A legislação estabelece a ampliação gradual do período de licença-paternidade, nos seguintes termos:
- 10 dias, a partir de 1º de janeiro de 2027
- 15 dias, a partir de 1º de janeiro de 2028
- 20 dias, a partir de 1º de janeiro de 2029
Importante destacar que a efetivação do prazo de 20 dias está condicionada ao cumprimento das metas fiscais previstas na Lei de Diretrizes Orçamentárias, conforme disposto no § 1º do art. 11 da Lei. Caso a meta não seja atingida, a ampliação para 20 dias somente entrará em vigor a partir do segundo exercício financeiro seguinte ao cumprimento da meta.
As empresas integrantes do Programa Empresa Cidadã poderão prorrogar a licença-paternidade por mais 15 dias, além do período obrigatório fixado em Lei, mediante incentivo fiscal.

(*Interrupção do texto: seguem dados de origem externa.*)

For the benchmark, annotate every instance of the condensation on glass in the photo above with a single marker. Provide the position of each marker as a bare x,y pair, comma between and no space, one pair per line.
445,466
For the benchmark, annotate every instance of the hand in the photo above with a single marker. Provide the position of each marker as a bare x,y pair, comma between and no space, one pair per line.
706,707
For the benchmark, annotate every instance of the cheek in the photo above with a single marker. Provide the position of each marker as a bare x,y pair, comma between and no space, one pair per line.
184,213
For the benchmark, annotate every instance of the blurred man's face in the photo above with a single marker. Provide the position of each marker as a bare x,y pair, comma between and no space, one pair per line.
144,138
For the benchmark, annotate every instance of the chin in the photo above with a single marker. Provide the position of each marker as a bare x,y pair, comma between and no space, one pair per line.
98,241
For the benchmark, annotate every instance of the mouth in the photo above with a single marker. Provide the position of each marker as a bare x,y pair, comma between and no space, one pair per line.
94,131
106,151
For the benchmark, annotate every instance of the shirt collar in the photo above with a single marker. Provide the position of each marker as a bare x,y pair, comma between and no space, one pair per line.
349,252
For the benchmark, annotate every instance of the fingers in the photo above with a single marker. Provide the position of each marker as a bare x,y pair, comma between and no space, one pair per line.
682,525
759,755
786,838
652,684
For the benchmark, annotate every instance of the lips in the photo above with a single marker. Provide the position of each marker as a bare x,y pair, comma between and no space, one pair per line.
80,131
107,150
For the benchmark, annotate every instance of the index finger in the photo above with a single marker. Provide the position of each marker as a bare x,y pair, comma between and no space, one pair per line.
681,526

No que se refere ao salário-paternidade, o benefício será custeado pela Previdência Social. Para empregados registrados, o pagamento será realizado pelo empregador, com possibilidade de compensação posterior junto à Previdência Social, em modelo semelhante ao atualmente adotado para o salário-maternidade.

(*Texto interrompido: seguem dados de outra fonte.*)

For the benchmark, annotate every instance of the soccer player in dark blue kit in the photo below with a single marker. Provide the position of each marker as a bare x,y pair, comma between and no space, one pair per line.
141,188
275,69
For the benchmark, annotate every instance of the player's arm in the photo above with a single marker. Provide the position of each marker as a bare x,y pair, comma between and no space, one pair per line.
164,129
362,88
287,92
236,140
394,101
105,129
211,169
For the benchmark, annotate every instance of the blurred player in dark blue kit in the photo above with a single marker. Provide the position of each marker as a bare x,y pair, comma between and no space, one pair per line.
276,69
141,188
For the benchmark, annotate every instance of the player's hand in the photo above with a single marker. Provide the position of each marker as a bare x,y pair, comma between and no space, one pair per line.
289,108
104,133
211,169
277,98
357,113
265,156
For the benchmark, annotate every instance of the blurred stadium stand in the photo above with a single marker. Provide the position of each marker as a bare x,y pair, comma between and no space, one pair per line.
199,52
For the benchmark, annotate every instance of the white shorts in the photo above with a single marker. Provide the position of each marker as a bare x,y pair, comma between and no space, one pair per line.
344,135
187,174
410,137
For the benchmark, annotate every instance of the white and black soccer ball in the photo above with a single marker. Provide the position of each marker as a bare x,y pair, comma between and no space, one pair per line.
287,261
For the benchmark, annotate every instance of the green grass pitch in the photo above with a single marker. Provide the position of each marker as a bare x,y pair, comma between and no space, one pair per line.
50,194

A Lei estabelece a vedação à dispensa arbitrária ou sem justa causa do empregado desde o início da licença-paternidade até um mês após o seu término. Se a rescisão do contrato ocorrer após a comunicação ao empregador e antes do início da licença, de modo a frustrar o gozo do benefício, o empregado fará jus a indenização em dobro pelo período de estabilidade.

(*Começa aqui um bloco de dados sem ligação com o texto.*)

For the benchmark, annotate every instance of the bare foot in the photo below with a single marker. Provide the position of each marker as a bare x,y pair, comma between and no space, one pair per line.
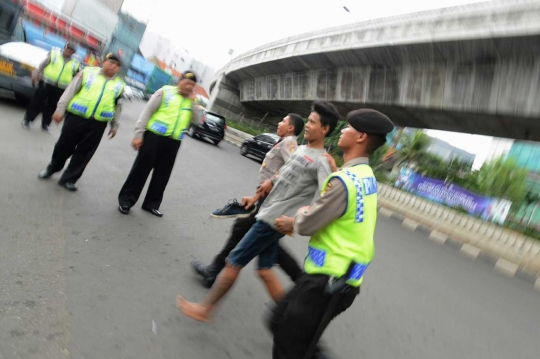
193,310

Outro ponto relevante é a obrigação do empregado de comunicar ao empregador, com antecedência mínima de 30 dias, o período previsto para a licença, acompanhada de:
- atestado médico indicando a data provável do parto; ou
- certidão da Vara da Infância e da Juventude indicando a previsão de emissão do termo judicial de guarda.
Nos casos de parto antecipado, o afastamento será imediato, com notificação ao empregador na maior brevidade possível.
A Lei também assegura ao empregado o direito de gozar férias em período contínuo ao término da licença-paternidade, desde que essa intenção seja comunicada com antecedência mínima de 30 dias antes da data esperada para o parto ou emissão do termo judicial de guarda. O cumprimento da antecedência mínima é dispensado nos casos de parto antecipado.
Nos casos de nascimento ou adoção de criança ou adolescente com deficiência, o período de licença será acrescido de 1/3.
Diante das alterações introduzidas pela Lei, recomenda-se que as empresas revisem suas políticas de recursos humanos e seus procedimentos internos, a fim de se adequar à ampliação gradual da licença-paternidade e às demais mudanças previstas.